John Hopkins Data Science Capstone (Word Prediction)

Hafidz Zulkifli
Sat Jan 23 02:50:30 2016

Introduction

This presentation has been created as part of the Capstone Assignment for John Hopkins University Data Science Specialization.
The task given was to develop an app that could predict the next probable word that might be typed given a set of sentence.
This is similar to the word prediction features available in most keyboard apps like SwiftKey.

The app is available at: https://ikanez.shinyapps.io/word_predictor

The App

Word Predictor

The 'Word Predictor' shiny app is an app that can predict the next word that a user would type with reasonable accuracy.

It has been developed using 3 sets of text; ranging from news headlines, blogs and tweets in English.

The screenshot on the left shows how it will look like on a mobile device.

A user can just type in a sentence the input box, and the next predicted word of his/her sentence will appear in the grey box below.

The Algorithm

The app uses a simple “stupid-backoff”-like algorithm based on n-grams.

For example, in algorithm where 3-grams and 2-grams are used - what this means is the algorithm will first look at the most frequent 3-gram that matches the last 2 words that have been typed.

If this fails, then it looks under the 2-gram list based on the last 1 word.

If this also fail to return any result, then it will suggest the most frequent 1-gram word used based on the provided corpus.

Challenges

Let's take the word “it must be” from slide #3 earlier.

Since the app uses at most a 3-gram, it will take the last 2 words of the sentence and find the 3 gram that has the highest frequency

In our case, the word “must be a” is the most likely.

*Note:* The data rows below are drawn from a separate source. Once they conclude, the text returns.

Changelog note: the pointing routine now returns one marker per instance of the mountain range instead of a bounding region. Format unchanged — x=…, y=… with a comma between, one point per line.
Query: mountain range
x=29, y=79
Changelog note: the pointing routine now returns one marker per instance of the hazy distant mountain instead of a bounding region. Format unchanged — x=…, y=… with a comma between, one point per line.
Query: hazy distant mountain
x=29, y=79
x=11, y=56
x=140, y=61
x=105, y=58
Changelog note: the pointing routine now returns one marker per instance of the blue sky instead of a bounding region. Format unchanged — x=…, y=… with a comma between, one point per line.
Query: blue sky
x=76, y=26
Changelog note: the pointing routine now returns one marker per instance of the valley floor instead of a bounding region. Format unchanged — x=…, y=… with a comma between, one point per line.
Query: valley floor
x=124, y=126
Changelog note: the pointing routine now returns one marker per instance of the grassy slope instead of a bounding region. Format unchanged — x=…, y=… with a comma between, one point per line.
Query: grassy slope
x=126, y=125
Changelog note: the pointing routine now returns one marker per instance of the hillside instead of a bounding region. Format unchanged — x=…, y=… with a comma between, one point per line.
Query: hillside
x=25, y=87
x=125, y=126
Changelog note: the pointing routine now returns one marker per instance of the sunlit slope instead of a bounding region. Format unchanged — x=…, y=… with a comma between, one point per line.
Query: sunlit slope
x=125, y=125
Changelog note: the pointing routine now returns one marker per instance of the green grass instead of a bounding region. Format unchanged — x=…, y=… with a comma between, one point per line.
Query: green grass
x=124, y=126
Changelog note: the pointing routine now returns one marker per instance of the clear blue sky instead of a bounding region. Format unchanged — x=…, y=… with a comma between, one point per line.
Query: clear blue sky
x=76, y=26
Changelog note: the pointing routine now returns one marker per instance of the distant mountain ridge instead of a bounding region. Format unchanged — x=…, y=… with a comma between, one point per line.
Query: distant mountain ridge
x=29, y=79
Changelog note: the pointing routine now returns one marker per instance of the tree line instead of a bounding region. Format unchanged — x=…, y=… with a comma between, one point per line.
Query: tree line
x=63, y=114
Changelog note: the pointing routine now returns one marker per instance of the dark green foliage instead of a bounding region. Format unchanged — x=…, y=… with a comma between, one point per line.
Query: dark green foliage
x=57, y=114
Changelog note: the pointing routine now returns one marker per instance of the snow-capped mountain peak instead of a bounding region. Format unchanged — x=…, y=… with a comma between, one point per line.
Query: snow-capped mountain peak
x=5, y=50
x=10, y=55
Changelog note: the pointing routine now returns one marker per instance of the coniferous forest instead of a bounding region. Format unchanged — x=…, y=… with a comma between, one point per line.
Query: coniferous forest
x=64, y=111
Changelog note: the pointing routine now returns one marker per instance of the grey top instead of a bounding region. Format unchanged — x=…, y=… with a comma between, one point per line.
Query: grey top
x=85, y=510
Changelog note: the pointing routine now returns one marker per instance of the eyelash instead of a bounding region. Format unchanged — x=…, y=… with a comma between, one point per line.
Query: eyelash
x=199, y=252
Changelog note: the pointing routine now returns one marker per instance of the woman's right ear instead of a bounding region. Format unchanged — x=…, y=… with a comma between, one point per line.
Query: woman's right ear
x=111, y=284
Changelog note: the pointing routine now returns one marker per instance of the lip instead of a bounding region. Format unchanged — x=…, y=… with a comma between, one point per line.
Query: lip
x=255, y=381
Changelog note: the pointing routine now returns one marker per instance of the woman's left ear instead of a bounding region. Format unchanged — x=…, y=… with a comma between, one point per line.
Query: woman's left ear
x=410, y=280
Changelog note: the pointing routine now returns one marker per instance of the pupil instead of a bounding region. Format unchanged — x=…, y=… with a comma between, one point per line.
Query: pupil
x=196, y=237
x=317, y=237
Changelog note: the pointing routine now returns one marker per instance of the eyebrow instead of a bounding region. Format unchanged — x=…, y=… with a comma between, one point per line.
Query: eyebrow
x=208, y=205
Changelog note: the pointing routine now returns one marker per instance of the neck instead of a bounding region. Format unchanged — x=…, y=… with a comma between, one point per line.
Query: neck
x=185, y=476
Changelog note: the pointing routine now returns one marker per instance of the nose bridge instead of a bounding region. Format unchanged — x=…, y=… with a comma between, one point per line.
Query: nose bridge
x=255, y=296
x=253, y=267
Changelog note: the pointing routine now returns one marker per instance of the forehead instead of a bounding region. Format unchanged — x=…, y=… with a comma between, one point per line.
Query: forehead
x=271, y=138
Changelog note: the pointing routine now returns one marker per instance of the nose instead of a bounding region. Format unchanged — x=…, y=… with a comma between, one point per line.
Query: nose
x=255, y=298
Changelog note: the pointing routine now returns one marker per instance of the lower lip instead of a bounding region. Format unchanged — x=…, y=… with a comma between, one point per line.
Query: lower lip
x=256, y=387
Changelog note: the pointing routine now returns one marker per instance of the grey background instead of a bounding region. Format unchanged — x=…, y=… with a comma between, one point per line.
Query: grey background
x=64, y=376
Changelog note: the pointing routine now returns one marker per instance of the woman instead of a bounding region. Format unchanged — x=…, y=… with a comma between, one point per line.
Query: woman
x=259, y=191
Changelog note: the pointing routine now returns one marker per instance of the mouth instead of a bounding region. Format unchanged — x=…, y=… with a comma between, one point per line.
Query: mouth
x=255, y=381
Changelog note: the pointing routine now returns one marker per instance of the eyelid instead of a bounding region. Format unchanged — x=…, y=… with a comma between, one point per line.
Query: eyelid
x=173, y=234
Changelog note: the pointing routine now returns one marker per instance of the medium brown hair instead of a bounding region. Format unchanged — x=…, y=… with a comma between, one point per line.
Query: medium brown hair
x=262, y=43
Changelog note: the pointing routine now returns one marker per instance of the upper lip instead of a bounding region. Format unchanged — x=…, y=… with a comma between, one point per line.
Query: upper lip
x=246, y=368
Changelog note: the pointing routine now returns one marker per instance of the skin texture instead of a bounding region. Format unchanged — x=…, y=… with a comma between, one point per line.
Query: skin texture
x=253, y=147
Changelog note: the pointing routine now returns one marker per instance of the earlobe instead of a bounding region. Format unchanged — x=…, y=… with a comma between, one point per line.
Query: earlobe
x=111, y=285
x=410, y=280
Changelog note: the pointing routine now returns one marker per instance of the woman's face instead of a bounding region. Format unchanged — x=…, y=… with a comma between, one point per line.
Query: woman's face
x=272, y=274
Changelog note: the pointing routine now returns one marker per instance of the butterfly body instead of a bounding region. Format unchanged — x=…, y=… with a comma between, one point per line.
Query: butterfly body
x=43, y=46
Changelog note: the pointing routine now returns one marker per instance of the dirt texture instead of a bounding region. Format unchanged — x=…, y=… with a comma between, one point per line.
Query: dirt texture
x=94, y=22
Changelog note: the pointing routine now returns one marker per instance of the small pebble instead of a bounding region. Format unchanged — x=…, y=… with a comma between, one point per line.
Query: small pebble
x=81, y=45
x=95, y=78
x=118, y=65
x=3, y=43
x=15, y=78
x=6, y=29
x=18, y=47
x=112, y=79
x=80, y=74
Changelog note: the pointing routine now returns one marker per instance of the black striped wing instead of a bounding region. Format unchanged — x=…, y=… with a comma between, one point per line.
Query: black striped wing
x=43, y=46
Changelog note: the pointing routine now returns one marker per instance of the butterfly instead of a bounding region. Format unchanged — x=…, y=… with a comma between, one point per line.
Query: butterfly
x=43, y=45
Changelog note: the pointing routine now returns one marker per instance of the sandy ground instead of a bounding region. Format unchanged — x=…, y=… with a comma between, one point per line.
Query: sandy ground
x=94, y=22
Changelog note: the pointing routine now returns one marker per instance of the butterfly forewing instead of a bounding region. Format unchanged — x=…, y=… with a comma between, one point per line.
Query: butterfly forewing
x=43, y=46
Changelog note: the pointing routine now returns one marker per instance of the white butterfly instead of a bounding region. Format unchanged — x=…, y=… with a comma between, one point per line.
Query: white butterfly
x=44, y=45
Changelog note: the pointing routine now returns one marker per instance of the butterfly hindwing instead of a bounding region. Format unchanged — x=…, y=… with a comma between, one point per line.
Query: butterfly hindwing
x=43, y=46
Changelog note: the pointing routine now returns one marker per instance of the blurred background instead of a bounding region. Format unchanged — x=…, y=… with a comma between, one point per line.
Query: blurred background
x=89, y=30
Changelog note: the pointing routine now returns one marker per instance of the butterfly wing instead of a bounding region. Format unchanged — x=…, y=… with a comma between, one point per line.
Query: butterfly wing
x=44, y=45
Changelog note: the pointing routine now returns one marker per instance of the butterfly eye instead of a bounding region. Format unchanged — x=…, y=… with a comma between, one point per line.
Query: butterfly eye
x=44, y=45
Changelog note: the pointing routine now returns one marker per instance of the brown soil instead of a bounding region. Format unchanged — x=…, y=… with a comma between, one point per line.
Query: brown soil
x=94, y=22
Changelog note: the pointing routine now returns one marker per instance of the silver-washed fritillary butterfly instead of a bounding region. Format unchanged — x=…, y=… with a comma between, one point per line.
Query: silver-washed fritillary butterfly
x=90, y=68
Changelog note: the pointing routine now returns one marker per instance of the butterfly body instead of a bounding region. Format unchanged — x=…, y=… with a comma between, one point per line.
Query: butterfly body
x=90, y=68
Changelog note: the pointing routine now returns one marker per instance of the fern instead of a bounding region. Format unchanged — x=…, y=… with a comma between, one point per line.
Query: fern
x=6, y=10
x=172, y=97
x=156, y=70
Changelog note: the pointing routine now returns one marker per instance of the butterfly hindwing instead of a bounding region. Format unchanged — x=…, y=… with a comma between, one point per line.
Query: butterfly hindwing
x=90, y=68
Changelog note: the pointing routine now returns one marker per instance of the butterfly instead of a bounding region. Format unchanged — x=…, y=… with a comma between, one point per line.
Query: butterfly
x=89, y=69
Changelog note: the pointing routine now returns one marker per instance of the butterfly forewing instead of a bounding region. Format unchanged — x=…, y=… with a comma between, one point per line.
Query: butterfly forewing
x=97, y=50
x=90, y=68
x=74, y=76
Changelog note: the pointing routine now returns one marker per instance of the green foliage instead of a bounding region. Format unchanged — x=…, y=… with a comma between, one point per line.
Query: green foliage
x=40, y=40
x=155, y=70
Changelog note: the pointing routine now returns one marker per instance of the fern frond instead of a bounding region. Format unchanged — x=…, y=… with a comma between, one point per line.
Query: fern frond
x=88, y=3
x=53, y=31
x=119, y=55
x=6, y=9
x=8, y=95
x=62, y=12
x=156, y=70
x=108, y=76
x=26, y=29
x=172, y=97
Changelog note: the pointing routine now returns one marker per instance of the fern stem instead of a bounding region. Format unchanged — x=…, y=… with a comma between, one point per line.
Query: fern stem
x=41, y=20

Thus “a” was chosen as the next word predicted.

As you can see, the ability to predict relies much on whether we have previous seen the sentence before or not. With the absence of sentence to learn from, it simply can't predict accurately.

A lot of text is needed then. However, we also need to consider the how much data can be handled by our hardware.

The approach taken in this app is to use sampled data and removing infrequent words. This has significantly removed much of processing complexities.